Bobby Neely

No. 87
- Position: Tight end

Personal information
- Born: March 22, 1974 (age 52) Atlanta, Georgia
- Listed height: 6 ft 3 in (1.91 m)
- Listed weight: 255 lb (116 kg)

Career information
- High school: Benjamin Elijah Mays High School
- College: Virginia

Career history
- Chicago Bears (1996)*; Miami Dolphins (1996)*; Chicago Bears (1996);
- * Offseason or practice squad member only

Career statistics
- Games played: 11
- Games started: 5
- Receptions: 9
- Receiving yards: 92
- Stats at Pro Football Reference

= Bobby Neely =

American football player (born 1974)

Robert Lee Neely (born March 22, 1974) is an American actor and former American football tight end who played for the Chicago Bears in the National Football League (NFL). He played college football at Virginia University.

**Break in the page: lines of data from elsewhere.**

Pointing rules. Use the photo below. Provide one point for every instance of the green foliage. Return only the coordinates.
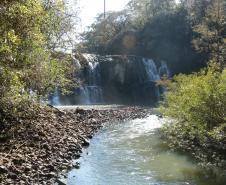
(212, 32)
(28, 61)
(197, 105)
(199, 98)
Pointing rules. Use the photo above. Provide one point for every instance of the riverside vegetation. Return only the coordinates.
(192, 36)
(197, 102)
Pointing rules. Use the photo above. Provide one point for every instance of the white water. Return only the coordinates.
(131, 153)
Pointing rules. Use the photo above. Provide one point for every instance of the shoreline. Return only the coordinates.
(42, 148)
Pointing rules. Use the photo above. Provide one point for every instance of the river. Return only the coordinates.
(132, 153)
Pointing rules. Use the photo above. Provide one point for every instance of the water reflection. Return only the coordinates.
(132, 153)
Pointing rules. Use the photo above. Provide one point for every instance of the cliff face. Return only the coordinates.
(117, 79)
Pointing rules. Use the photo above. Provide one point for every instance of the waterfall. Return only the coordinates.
(151, 70)
(92, 90)
(115, 79)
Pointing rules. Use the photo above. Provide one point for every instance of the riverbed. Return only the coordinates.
(132, 153)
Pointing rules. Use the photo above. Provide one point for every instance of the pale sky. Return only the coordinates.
(90, 8)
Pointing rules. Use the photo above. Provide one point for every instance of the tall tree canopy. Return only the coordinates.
(30, 30)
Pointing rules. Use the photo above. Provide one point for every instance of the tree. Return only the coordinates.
(212, 32)
(27, 63)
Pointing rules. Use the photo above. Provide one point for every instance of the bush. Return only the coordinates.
(197, 104)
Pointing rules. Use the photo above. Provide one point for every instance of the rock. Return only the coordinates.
(3, 169)
(12, 175)
(61, 182)
(76, 165)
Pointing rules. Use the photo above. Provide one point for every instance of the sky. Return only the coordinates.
(90, 8)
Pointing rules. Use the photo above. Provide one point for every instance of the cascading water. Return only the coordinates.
(151, 70)
(92, 90)
(115, 79)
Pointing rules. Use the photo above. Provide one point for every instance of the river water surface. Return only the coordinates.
(131, 153)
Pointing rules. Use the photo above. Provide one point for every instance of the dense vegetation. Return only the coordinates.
(197, 102)
(189, 36)
(31, 31)
(149, 27)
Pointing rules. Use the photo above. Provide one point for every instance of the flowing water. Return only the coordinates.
(131, 153)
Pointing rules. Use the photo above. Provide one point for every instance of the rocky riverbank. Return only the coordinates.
(40, 149)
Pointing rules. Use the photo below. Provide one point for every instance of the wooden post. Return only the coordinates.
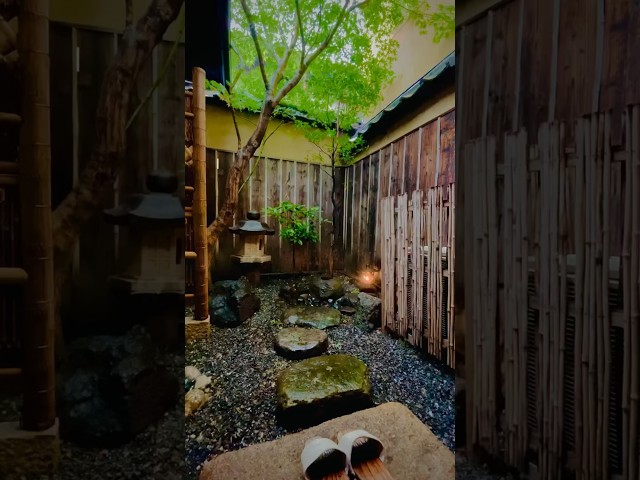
(35, 201)
(200, 196)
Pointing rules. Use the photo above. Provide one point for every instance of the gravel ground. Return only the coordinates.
(155, 454)
(244, 367)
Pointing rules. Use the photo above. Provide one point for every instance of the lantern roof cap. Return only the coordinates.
(160, 206)
(252, 226)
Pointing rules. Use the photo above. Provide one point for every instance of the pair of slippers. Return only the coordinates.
(357, 454)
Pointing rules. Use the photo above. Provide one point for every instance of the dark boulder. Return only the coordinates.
(111, 388)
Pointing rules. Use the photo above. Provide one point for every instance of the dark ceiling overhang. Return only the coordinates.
(207, 38)
(432, 84)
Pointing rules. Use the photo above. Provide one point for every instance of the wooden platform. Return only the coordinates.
(412, 451)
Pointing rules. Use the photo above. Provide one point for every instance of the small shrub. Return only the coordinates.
(298, 224)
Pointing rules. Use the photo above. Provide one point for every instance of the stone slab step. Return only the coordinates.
(412, 451)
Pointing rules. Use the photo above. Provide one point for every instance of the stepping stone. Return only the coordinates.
(298, 343)
(312, 317)
(412, 451)
(318, 389)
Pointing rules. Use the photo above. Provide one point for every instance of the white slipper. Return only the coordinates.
(363, 448)
(321, 457)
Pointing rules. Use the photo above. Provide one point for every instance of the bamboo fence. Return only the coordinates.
(196, 256)
(555, 243)
(417, 269)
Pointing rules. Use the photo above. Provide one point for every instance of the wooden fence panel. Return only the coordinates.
(417, 270)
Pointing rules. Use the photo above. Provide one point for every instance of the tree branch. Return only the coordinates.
(256, 42)
(235, 125)
(322, 47)
(302, 39)
(255, 165)
(285, 60)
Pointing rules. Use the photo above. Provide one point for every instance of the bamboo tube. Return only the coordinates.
(626, 282)
(13, 276)
(543, 297)
(606, 184)
(35, 201)
(562, 265)
(521, 170)
(634, 394)
(200, 196)
(600, 273)
(507, 265)
(492, 224)
(578, 219)
(452, 270)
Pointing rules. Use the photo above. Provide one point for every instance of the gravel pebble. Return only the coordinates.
(244, 367)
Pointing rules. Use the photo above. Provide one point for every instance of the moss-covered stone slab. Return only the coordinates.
(412, 451)
(298, 343)
(320, 388)
(26, 454)
(311, 317)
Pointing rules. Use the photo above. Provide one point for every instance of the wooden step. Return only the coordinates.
(10, 118)
(13, 276)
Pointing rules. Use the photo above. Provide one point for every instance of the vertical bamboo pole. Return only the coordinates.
(626, 295)
(578, 229)
(35, 201)
(606, 186)
(522, 256)
(200, 195)
(634, 168)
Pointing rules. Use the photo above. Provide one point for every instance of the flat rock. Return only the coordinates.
(346, 310)
(298, 343)
(326, 288)
(317, 389)
(412, 451)
(313, 317)
(191, 372)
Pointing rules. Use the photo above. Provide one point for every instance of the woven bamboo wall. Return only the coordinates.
(417, 269)
(552, 289)
(550, 356)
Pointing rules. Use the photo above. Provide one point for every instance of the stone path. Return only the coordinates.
(318, 389)
(412, 451)
(299, 343)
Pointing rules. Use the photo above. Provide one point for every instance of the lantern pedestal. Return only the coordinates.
(250, 255)
(150, 290)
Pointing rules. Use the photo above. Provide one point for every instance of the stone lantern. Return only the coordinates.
(152, 275)
(251, 251)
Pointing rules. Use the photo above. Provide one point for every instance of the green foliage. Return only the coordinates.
(298, 224)
(352, 70)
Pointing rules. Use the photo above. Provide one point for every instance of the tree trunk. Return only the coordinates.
(225, 215)
(97, 178)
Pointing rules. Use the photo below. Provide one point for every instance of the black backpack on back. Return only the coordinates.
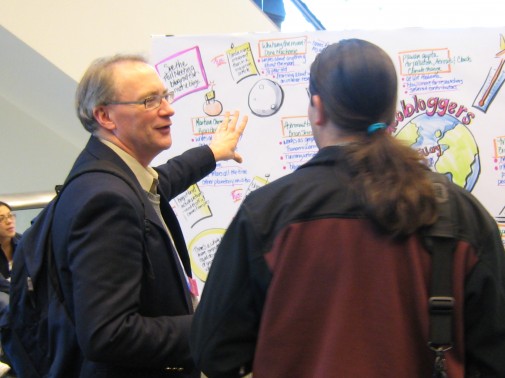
(36, 295)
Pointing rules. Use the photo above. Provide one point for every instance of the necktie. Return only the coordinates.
(154, 198)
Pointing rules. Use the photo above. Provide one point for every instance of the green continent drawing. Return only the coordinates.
(448, 145)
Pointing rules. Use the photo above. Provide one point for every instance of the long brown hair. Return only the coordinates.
(357, 83)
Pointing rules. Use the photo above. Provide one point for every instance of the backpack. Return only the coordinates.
(441, 241)
(36, 294)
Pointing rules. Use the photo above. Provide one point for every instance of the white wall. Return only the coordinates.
(47, 45)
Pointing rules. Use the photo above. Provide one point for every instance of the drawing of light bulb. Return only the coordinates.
(212, 107)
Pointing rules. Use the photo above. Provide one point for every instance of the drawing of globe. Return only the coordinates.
(448, 146)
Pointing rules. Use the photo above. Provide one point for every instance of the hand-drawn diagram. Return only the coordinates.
(266, 76)
(493, 82)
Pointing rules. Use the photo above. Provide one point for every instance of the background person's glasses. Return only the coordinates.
(151, 102)
(7, 217)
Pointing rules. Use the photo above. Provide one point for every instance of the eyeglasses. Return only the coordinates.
(151, 102)
(8, 217)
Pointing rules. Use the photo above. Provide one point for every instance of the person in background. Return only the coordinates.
(324, 273)
(127, 279)
(9, 239)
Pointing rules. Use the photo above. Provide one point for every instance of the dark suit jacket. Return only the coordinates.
(131, 307)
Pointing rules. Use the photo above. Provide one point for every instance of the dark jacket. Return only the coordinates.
(131, 308)
(303, 285)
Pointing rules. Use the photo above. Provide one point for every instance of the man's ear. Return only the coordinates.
(320, 117)
(101, 114)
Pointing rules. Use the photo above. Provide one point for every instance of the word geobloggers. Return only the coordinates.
(432, 106)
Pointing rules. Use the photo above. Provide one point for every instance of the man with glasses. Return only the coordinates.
(126, 275)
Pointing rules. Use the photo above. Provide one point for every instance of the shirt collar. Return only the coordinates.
(145, 176)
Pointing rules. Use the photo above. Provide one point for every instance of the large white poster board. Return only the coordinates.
(451, 108)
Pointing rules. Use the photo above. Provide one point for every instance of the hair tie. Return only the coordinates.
(376, 126)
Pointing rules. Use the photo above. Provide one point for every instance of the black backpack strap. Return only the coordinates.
(441, 241)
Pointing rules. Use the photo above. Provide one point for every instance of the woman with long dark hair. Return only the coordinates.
(325, 272)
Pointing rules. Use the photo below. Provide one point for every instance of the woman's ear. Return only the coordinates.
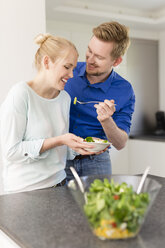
(117, 61)
(46, 62)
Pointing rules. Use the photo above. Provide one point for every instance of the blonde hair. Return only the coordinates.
(54, 47)
(116, 33)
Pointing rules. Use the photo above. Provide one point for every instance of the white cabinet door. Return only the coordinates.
(143, 153)
(6, 242)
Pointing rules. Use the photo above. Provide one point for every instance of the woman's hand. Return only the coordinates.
(76, 143)
(105, 110)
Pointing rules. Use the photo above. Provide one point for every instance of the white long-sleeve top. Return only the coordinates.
(26, 119)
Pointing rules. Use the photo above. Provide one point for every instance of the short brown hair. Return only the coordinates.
(54, 47)
(116, 33)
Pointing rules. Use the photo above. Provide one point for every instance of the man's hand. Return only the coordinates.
(105, 110)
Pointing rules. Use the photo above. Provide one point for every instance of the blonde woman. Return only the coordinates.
(35, 121)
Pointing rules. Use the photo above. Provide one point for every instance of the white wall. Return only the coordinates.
(20, 22)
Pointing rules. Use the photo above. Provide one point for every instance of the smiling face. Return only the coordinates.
(98, 58)
(61, 70)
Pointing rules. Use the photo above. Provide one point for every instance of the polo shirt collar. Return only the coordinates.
(103, 86)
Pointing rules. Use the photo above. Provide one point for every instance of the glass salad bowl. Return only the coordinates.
(112, 208)
(99, 144)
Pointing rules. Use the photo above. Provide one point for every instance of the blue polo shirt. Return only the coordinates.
(83, 118)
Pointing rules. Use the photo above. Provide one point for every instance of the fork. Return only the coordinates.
(87, 102)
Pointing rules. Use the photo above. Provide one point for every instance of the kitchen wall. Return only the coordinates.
(20, 21)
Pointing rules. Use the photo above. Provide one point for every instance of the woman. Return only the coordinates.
(35, 119)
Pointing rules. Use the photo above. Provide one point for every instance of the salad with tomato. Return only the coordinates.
(115, 211)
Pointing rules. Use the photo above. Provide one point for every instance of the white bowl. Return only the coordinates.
(98, 145)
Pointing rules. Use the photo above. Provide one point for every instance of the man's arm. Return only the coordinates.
(115, 135)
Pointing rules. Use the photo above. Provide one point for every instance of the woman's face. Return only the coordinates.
(61, 70)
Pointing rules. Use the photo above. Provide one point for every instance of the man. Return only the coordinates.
(96, 80)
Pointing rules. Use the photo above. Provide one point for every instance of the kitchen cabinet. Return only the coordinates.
(137, 155)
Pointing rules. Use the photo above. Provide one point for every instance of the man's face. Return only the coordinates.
(98, 58)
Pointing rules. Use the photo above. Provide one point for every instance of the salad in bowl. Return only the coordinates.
(99, 144)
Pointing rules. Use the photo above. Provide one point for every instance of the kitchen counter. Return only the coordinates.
(50, 218)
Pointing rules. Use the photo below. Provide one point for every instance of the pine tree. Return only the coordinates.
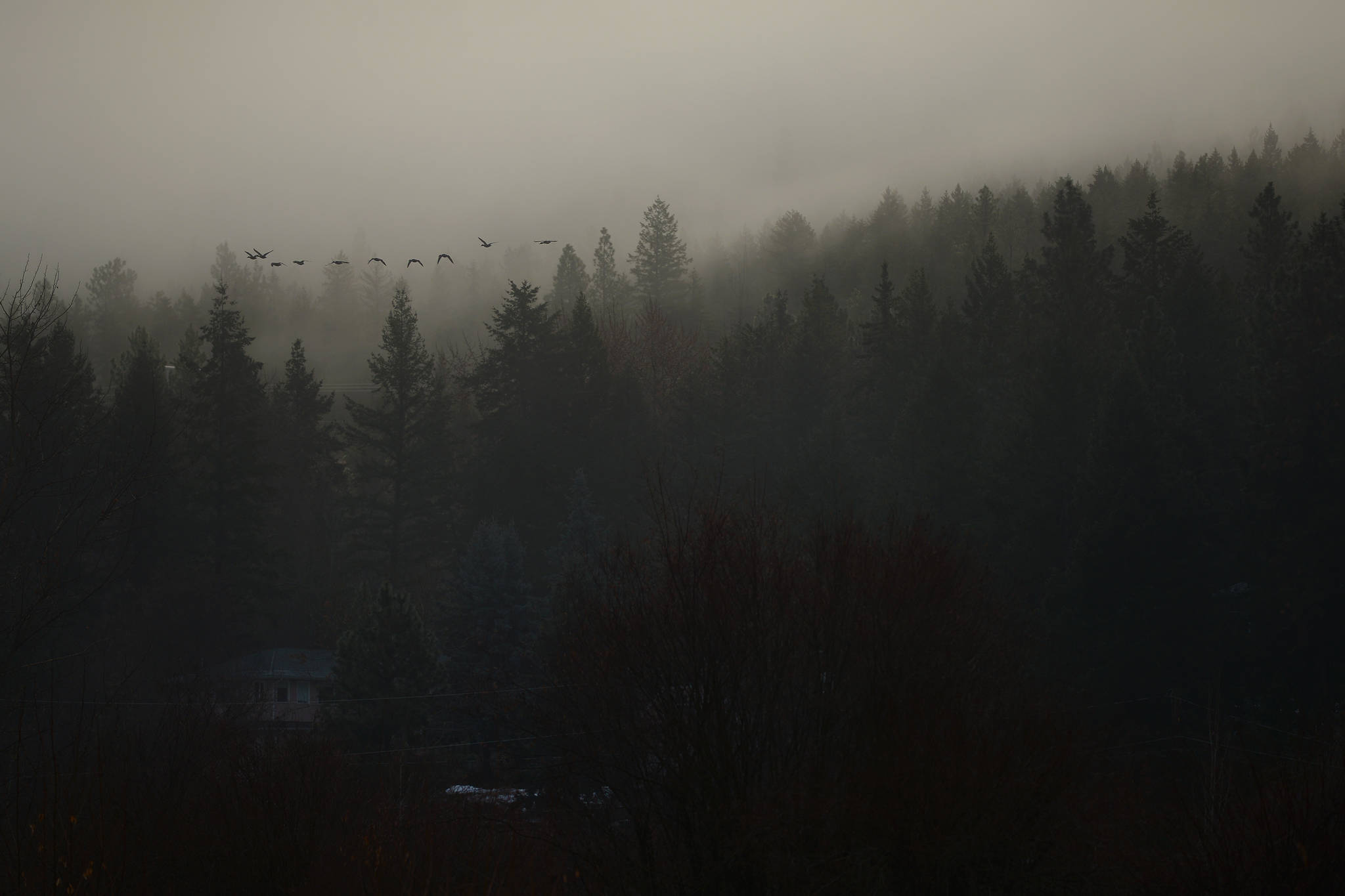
(490, 624)
(110, 307)
(608, 286)
(374, 286)
(310, 477)
(791, 245)
(521, 389)
(916, 314)
(142, 435)
(225, 444)
(401, 445)
(659, 259)
(387, 656)
(1074, 277)
(340, 288)
(990, 300)
(569, 281)
(584, 535)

== Early life and education ==
Neely played all four of his college years at Virginia University. He played his first year at Virginia, being one of only four true freshman that season. After his first season at the University of Virginia, he was regarded as one of the best freshman Tight-Ends in the country. After suffering, a high ankle sprain during a career high statistical game against the University of Michigan in 1995, Bobby played in only five games his senior season. He was very frustrated that he had missed the chance to be an All-ACC tight end. He believed that he deserved the award because he did just as well as the winner. He also claimed that he was the best tight end out there and one of the only 'real' ones. Meaning, having the ability to both block and catch passes was key. While there, he caught 50 passes for 509 yards. Unfortunately out of those 50 catches, none resulted in a touchdown. Some believe these factors led to him being undrafted.

== Professional career ==
After college, he was signed to the Chicago Bears as an undrafted free agent. He did not make the final roster. Therefore, he decided to sign with the Miami Dolphins practice squad. About five games into the season, however, the Bears had lost all of their active tight ends due to injuries. They re-signed Neely to their active roster where he was now the starting tight end. During his rookie season, he played in eleven games, starting in five. He caught 9-of-13 passes for 92 yards in the games he played. He suffered a career-ending injury before his second season.

== Post career ==
Neely took his talents to Los Angeles to pursue a career in entertainment. He has appeared on shows NCIS, Grey's Anatomy, and most recently Rebel, and Seal Team. He currently still lives in Los Angeles and is a Luxury Real Estate agent with Amalfi Estates in Pacific Palisades.